Ora ontem, o que vi na euro-estreia portuguesa foi uma verdadeira manifestação da transcendência: os outros com medo de Cristiano; este, porque respira e intui os andamentos do jogo como ninguém, percebeu que esse medo havia de nos dar jeito; e, felizmente para ele, para nós, para Scolari, para o improvável Murtosa, para o inefável Madaíl, e para glória suprema dos deuses futebolísticos das cá-cê-ta-das e dos livres que fazem assim e assim (referência scolariana ao sobe e desce dos remates do Cristiano), os turcos deixaram-se ir no engano e nós ganhámos com uma exibição a preceito.
Dito isto, ficaria mal a um blogue que se ocupa de política que não se politizasse o tema. Até porque a vitória de ontem, e os mais que certos êxitos vindouros, são mérito também de José Sócrates, que tanto se empenhou (conforme notícia convenientemente há dias revelada) em evitar o despedimento de Scolari, na sequência da cá-cê-ta-da aplicada na tromba de um ex-jugoslavo qualquer. Assim como hão-de ser mérito do nosso AJJ que, seguramente, muito se empenhou também em outra coisa qualquer que, por modéstia, a Quinta Vigia ainda não revelou.

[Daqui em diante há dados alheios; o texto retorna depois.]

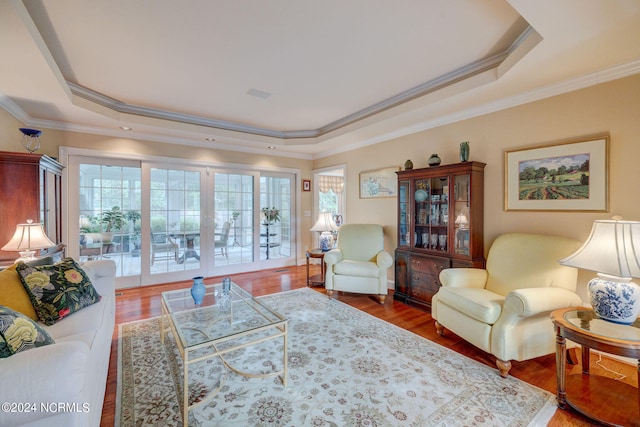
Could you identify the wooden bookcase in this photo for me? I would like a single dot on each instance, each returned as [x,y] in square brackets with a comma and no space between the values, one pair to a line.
[440,225]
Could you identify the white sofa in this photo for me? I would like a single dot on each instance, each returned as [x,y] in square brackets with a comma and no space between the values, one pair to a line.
[359,264]
[63,384]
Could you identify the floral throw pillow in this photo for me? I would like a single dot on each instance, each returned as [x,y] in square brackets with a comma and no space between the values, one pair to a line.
[19,333]
[57,290]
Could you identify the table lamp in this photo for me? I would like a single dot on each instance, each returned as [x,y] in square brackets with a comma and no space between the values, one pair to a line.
[27,238]
[613,251]
[325,225]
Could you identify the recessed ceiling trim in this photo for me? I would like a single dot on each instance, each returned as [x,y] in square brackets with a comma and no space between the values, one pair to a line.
[426,88]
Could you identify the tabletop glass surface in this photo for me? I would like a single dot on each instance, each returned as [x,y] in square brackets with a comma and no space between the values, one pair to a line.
[218,316]
[588,321]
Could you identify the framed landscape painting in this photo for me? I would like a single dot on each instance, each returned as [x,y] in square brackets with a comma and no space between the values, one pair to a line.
[571,176]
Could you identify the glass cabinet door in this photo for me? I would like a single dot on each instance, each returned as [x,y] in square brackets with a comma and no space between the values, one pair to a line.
[432,214]
[403,214]
[461,214]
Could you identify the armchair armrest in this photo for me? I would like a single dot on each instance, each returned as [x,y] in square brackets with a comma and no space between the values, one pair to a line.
[464,277]
[531,301]
[384,260]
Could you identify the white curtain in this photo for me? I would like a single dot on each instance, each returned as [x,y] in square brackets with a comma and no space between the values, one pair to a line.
[328,182]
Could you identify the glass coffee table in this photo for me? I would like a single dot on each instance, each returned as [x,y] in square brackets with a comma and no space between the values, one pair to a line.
[223,323]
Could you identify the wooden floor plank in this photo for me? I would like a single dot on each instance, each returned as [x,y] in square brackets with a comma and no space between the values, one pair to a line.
[143,303]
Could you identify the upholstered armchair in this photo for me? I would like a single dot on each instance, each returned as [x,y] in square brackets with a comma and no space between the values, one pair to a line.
[359,264]
[504,309]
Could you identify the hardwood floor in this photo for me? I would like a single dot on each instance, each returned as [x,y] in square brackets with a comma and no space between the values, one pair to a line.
[142,303]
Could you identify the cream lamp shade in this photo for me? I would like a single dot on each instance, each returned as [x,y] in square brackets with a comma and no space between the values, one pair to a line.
[325,225]
[27,238]
[613,251]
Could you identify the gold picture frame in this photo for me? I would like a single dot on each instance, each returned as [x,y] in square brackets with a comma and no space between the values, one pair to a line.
[379,183]
[565,176]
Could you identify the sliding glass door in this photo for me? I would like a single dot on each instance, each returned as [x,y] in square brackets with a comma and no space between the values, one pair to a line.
[163,223]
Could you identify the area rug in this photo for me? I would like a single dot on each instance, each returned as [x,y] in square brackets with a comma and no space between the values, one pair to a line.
[346,368]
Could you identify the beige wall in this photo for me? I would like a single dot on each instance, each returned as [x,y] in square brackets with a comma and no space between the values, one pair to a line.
[612,108]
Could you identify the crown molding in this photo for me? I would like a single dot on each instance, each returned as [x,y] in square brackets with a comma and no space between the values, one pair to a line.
[569,85]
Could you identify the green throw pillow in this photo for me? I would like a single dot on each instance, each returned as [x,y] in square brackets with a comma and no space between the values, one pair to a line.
[57,290]
[19,333]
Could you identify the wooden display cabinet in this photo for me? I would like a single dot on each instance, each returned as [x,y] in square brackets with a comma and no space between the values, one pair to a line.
[440,225]
[30,188]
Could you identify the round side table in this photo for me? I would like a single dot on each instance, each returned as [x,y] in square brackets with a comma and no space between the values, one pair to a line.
[317,280]
[588,394]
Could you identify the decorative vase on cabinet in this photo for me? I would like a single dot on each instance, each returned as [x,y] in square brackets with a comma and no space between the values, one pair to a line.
[464,151]
[440,225]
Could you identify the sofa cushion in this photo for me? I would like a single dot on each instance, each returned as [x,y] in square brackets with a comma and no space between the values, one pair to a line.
[19,333]
[357,268]
[13,294]
[57,290]
[480,304]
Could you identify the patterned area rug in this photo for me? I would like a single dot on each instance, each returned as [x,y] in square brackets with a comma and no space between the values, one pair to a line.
[346,368]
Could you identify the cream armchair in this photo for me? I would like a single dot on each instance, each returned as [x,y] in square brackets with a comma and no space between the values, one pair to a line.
[504,310]
[360,263]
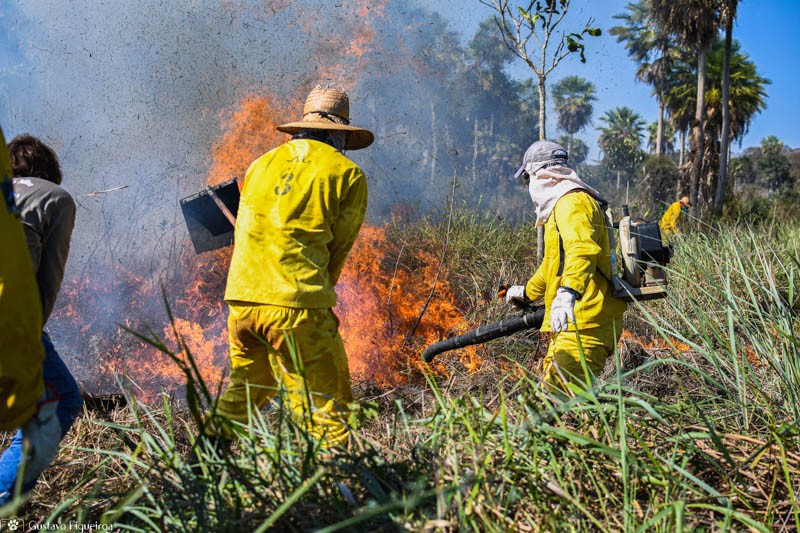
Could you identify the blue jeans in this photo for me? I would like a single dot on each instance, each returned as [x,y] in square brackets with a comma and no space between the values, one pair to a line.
[57,376]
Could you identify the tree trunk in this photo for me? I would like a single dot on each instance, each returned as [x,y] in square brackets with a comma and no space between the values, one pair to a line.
[698,137]
[719,196]
[542,112]
[542,137]
[475,151]
[434,155]
[660,130]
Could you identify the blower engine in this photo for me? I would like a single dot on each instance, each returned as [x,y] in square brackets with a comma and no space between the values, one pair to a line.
[643,259]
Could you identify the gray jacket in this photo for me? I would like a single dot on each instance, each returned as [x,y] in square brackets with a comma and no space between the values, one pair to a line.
[48,215]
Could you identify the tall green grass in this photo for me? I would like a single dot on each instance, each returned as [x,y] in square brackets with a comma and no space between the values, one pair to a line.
[703,435]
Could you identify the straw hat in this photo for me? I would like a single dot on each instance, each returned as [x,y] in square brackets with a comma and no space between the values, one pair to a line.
[328,108]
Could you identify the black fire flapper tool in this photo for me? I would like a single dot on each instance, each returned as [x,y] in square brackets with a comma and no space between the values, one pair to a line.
[531,318]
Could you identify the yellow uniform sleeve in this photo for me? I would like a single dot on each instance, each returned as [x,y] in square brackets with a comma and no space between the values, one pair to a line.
[669,222]
[581,249]
[345,229]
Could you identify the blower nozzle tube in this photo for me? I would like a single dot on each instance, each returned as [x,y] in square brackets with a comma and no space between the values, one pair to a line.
[530,320]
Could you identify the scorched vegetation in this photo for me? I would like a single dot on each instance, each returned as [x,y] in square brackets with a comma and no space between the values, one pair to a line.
[694,423]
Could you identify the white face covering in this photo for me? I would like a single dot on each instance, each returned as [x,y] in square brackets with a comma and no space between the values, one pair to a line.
[549,184]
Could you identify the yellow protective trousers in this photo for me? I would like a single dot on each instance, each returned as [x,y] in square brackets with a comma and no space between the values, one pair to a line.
[21,349]
[564,363]
[293,351]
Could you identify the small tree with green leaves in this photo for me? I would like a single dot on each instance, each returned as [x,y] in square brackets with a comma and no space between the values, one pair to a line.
[530,30]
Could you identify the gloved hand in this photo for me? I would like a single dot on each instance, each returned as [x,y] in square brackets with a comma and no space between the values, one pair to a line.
[562,310]
[40,436]
[515,294]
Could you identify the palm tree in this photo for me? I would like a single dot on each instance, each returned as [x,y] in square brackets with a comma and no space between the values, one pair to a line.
[621,140]
[652,49]
[572,98]
[727,16]
[747,98]
[694,23]
[667,138]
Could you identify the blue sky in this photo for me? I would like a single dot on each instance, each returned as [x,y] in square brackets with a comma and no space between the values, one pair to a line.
[766,30]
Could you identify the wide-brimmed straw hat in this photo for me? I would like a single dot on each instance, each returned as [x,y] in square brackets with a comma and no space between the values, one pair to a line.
[328,108]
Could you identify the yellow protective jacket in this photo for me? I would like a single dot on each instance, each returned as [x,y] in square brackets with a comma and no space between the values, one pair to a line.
[21,350]
[301,207]
[669,222]
[577,229]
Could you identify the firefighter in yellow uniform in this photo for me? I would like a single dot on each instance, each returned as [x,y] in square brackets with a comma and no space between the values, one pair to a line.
[21,350]
[669,222]
[584,318]
[301,208]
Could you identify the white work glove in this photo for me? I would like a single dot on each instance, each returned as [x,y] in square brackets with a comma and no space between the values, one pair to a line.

E a política (peço desculpa pela interrupção) há-de seguir dentro de momentos. Pelo menos, é o que espero. Porque o desemprego ameaça. Os preços aumentam. E o espectro da pobreza para muitos, mesmo na Madeira, está mesmo aí ao virar da esquina. Entretanto, valha-nos Nossa Senhora de Fátima e do Caravaggio. E valha-nos também o senhor Scolari que nos lembra que o Além existe. Até na aleatoriedade de um jogo de bola.